Everyone makes mistakes, and when it comes to the holidays and extended family, there’s a lot of room for error. Perhaps your in-laws and your parents all had their hearts set on seeing you and your kids on Christmas Day, but you can’t be in two (or more) places at once. Or, maybe you’re the grandparent and you really want to see your grandchildren, but your children had other plans. You’ll have to find a way to compromise, and if they give you a hard time, you’ll have to forgive them even if they don’t apologize. The Christmas season is a delicate balancing act and we all must work together.

Is there someone in your family who has a way of always giving you a belittling gift, or some unsolicited advice? Forgive them. If a family member tells you how you could have done things better, forgive them. You can absolutely stand up for yourself, but you also must forgive. It’s better to have already forgiven people before they have even offended you.

When someone cancels

Sometimes, after you’ve put the turkey in the oven and spent hours cleaning the house, your guests call to cancel. Sometimes, it’s a regular occurrence. Whether it’s happened just once, or every year, it hurts. You put so much effort in, and then they let you down. You feel unappreciated and unloved. If they aren’t canceling for a valid reason – like snowmageddon or the flu – let them know that this is not OK. Don’t force them to come because that will be uncomfortable, but don’t let them get away with it either. Once you have spoken up, let it go. Maybe there is someone local who didn’t have anywhere to go for Christmas and you can call and invite them. Or if you have other guests coming, it can make the day more intimate and relaxed. No matter what, it’s OK. Don’t let that disappointment ruin your Christmas.

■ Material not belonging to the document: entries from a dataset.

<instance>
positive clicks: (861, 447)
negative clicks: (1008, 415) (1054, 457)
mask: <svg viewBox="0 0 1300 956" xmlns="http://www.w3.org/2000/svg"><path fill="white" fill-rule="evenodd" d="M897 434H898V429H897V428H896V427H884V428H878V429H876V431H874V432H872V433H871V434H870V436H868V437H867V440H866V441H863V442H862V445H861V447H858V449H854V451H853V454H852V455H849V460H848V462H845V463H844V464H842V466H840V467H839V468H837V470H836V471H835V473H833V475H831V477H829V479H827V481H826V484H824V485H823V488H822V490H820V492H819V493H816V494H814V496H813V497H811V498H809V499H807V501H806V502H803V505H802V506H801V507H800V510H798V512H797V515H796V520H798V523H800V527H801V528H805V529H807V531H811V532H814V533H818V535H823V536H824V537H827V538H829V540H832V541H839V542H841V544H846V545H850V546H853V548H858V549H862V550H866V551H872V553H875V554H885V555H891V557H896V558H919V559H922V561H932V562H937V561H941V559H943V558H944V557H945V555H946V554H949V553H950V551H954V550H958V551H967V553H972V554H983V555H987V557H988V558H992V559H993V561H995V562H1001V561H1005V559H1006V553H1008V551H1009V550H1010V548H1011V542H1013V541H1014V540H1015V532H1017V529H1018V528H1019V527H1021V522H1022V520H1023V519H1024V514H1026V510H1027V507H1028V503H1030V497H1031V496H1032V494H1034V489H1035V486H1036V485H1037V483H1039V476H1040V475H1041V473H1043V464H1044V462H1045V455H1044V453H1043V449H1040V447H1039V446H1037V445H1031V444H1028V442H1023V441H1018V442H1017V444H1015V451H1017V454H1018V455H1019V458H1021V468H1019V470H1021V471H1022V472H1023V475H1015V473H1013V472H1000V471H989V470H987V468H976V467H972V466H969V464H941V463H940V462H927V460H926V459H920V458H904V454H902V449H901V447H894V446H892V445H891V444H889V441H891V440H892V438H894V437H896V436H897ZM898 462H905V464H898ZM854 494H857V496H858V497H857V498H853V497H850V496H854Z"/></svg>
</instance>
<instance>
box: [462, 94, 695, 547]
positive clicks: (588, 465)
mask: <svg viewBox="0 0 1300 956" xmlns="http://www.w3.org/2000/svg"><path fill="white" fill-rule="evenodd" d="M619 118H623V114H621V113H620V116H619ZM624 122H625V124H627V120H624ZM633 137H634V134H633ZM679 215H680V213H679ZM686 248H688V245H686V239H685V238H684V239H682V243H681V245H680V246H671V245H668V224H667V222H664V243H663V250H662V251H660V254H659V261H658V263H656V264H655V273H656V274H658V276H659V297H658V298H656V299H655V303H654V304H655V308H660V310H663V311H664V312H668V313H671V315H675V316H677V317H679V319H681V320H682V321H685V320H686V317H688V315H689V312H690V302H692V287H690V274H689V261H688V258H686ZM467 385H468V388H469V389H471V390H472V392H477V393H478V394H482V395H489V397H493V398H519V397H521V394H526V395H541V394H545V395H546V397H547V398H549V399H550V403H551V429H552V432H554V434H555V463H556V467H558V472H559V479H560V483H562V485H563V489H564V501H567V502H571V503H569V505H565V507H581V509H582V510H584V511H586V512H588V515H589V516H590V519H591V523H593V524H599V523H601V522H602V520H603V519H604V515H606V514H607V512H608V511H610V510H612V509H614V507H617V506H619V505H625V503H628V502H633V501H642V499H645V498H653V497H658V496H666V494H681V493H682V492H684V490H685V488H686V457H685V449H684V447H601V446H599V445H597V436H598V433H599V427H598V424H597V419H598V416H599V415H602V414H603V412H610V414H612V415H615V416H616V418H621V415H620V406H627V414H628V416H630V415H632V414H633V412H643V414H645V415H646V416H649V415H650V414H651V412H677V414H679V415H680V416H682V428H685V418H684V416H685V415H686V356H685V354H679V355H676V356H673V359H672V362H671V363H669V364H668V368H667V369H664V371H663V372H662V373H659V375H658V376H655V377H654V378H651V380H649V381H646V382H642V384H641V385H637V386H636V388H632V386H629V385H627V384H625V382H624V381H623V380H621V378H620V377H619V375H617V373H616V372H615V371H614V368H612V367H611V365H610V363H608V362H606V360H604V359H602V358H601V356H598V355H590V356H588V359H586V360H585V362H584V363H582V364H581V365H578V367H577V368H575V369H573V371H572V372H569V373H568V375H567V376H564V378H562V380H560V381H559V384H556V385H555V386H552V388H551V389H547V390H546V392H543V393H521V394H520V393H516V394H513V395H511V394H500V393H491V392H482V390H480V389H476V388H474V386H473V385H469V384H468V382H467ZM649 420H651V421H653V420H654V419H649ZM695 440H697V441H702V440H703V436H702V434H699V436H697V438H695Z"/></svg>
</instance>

Stop trying to change people

This one is tricky for me. I always expect people to change, and (spoiler alert) they don’t. Rude people still say rude things. Late arrivers are perpetually late. Picky eaters are still complaining about the cooking. And certain people will never appreciate the efforts that other people make. No matter how hard you try to impress them or make your home comfortable for them or cook for their tastes, something will always be wrong because that’s just the way they are. Don’t kill yourself trying to please everyone and don’t think that this time is going to be different than every other holiday in the past. It likely won’t be. And if it is, well that will be a Christmas miracle! The only person we can change is ourselves, but we can pray for everyone else (and for guidance for ourselves).

Perfection is impossible

We all want the perfect Christmas, whatever we might think that looks like. Quiet and peaceful. Loud and busy. At the beach or in the mountains. Nothing ever goes exactly as you planned, but God always has his own plan in the works. And that’s much better than anything we could come up with on our own. Don’t worry about making the perfect meal or having the most beautiful decorations only to be disappointed in the end when it wasn’t all as perfect as you had pictured. Just have joy and wish any naysayers a Merry Christmas.

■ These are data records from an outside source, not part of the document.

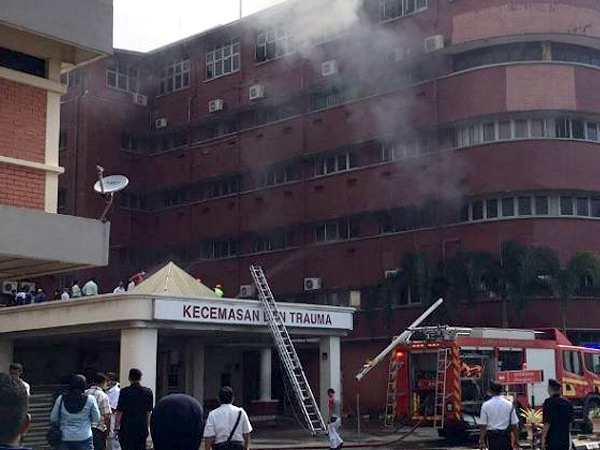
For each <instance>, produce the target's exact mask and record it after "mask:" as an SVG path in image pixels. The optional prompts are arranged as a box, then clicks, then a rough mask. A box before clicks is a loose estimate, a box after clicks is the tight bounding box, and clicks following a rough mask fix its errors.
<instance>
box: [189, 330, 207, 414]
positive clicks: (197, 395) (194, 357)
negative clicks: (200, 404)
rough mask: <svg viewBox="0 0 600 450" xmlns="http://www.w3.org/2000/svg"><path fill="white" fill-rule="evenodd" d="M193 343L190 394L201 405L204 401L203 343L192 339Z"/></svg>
mask: <svg viewBox="0 0 600 450" xmlns="http://www.w3.org/2000/svg"><path fill="white" fill-rule="evenodd" d="M194 342H195V343H194V345H193V353H192V366H193V369H192V373H193V377H194V378H193V380H194V381H193V382H192V396H193V397H194V398H195V399H196V400H198V401H199V402H200V404H201V405H202V404H203V403H204V367H205V364H204V359H205V351H204V345H203V344H201V343H200V342H198V341H194Z"/></svg>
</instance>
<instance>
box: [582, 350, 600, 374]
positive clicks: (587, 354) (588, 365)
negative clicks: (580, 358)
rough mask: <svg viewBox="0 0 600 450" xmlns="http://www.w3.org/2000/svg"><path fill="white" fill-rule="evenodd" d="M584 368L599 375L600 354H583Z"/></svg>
mask: <svg viewBox="0 0 600 450" xmlns="http://www.w3.org/2000/svg"><path fill="white" fill-rule="evenodd" d="M585 367H586V368H587V370H589V371H590V372H592V373H595V374H597V375H600V354H598V353H585Z"/></svg>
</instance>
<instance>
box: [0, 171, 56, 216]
mask: <svg viewBox="0 0 600 450" xmlns="http://www.w3.org/2000/svg"><path fill="white" fill-rule="evenodd" d="M0 180H2V183H0V205H10V206H18V207H20V208H29V209H44V190H45V175H44V174H43V173H42V172H38V171H34V170H31V169H27V168H24V167H17V166H9V165H5V164H0Z"/></svg>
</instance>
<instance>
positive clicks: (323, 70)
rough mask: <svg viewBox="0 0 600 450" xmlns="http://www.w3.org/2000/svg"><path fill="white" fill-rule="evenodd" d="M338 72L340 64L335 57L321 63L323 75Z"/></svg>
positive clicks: (321, 73)
mask: <svg viewBox="0 0 600 450" xmlns="http://www.w3.org/2000/svg"><path fill="white" fill-rule="evenodd" d="M337 72H338V66H337V61H336V60H335V59H332V60H330V61H325V62H324V63H321V75H323V76H324V77H329V76H331V75H335V74H336V73H337Z"/></svg>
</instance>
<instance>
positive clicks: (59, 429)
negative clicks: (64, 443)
mask: <svg viewBox="0 0 600 450" xmlns="http://www.w3.org/2000/svg"><path fill="white" fill-rule="evenodd" d="M62 400H63V398H62V397H61V398H60V404H59V405H58V422H52V423H50V428H49V429H48V432H47V433H46V440H47V441H48V444H49V445H50V447H58V446H59V445H60V443H61V442H62V431H61V429H60V413H61V410H62Z"/></svg>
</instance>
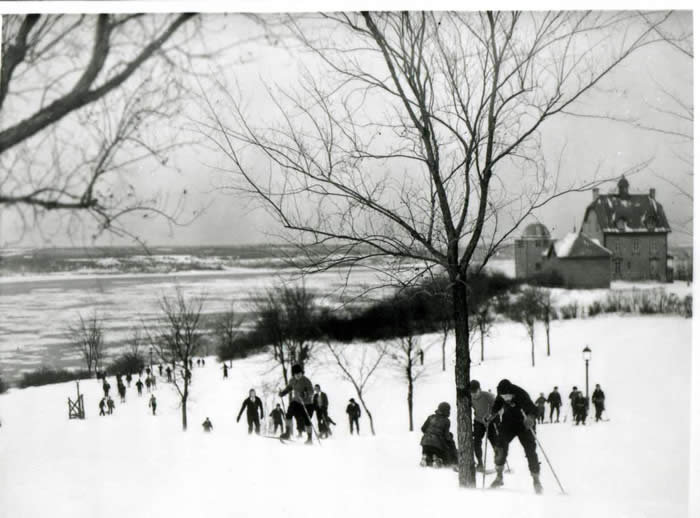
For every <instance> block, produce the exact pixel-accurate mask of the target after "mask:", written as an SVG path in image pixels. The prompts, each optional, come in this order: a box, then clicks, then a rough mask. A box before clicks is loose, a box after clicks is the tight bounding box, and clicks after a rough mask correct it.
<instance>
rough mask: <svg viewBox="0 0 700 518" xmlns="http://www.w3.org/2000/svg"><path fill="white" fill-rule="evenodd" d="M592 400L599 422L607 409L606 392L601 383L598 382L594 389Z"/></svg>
mask: <svg viewBox="0 0 700 518" xmlns="http://www.w3.org/2000/svg"><path fill="white" fill-rule="evenodd" d="M592 400H593V406H594V407H595V420H596V423H597V422H598V421H600V420H601V419H602V418H603V410H605V392H603V390H602V389H601V388H600V385H598V384H597V383H596V386H595V390H594V391H593V397H592Z"/></svg>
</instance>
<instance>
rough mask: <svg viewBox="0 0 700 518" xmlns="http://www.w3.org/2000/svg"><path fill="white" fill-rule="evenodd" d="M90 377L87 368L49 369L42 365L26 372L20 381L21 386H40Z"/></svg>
mask: <svg viewBox="0 0 700 518" xmlns="http://www.w3.org/2000/svg"><path fill="white" fill-rule="evenodd" d="M90 377H91V376H90V373H89V372H88V371H85V370H80V371H68V370H64V369H48V368H46V367H42V368H41V369H39V370H36V371H32V372H25V373H24V374H23V375H22V378H21V379H20V381H19V387H20V388H27V387H40V386H42V385H50V384H52V383H63V382H66V381H73V380H81V379H88V378H90Z"/></svg>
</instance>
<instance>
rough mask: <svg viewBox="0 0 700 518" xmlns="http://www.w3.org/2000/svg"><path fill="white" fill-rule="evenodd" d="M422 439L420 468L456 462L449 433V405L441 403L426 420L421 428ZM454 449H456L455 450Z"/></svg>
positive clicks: (421, 440) (449, 463)
mask: <svg viewBox="0 0 700 518" xmlns="http://www.w3.org/2000/svg"><path fill="white" fill-rule="evenodd" d="M421 432H423V437H422V438H421V441H420V445H421V447H422V448H423V455H422V458H421V461H420V465H421V466H433V465H435V467H437V468H439V467H441V466H445V465H450V464H453V463H454V461H455V460H456V459H455V457H456V455H454V452H453V451H452V445H454V440H453V438H452V434H451V433H450V404H449V403H447V402H445V401H443V402H442V403H440V404H439V405H438V407H437V410H435V413H434V414H433V415H431V416H429V417H428V419H426V421H425V423H423V426H421ZM455 449H456V448H455Z"/></svg>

When things do go wrong, and your family lets you down, take a deep breath. Our families may love us, but they can also disappoint us. And during the holidays the opportunities to be disappointed are increased. Learn to be OK no matter what happens and have yourself a Merry Christmas.

Never be in a hurry; do everything quietly and in a calm spirit. Do not lose your inner peace for anything whatsoever, even if your whole world seems upset.